Monday, July 23, 2012

Prosecutors, regulators close to making Libor arrests


U.S. prosecutors and European regulators are close to arresting individual traders and charging them with colluding to manipulate global benchmark interest rates, according to people familiar with a sweeping investigation into the rigging scandal.
Federal prosecutors in Washington, D.C., have recently contacted lawyers representing some of the suspects to notify them that criminal charges and arrests could be imminent, said two of those sources, who asked not to be identified because the investigation is ongoing.
Defense lawyers, some of whom represent suspects, said prosecutors have indicated they plan to begin making arrests and filing criminal charges in the next few weeks. In long-running financial investigations it is not uncommon for prosecutors to contact defense lawyers before filing charges to offer suspects a chance to cooperate or take a plea, these lawyers said.
The prospect of charges and arrests means prosecutors are getting a fuller picture of how traders at major banks allegedly sought to influence the London Interbank Offered Rate, or Libor, and other global rates that underpin hundreds of trillions of dollars in assets. The criminal charges would come alongside efforts by regulators to fine major banks, and could show that the alleged activity was not rampant at the lenders.

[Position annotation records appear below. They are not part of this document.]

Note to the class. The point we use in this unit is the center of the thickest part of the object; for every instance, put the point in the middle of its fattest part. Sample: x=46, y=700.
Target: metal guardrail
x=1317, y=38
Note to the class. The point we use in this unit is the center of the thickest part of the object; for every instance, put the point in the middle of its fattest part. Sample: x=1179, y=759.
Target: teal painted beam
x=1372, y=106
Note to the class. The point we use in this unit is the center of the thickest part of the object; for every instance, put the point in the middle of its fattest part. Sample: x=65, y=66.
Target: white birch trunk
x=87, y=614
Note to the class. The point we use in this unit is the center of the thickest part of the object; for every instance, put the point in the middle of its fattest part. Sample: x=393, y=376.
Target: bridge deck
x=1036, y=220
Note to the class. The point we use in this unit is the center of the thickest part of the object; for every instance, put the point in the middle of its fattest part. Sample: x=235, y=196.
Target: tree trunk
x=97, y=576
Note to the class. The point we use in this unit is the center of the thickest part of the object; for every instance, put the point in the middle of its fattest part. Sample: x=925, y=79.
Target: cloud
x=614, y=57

"The individual criminal charges have no impact on the regulatory moves against the banks," said a European source familiar with the matter. "But banks are hoping that at least regulators will see that the scandal was mainly due to individual misbehavior of a gang of traders."
In Europe, financial regulators are focusing on a ring of traders from several European banks who allegedly sought to rig benchmark interest rates such as Libor, said the European source familiar with the investigation in Europe.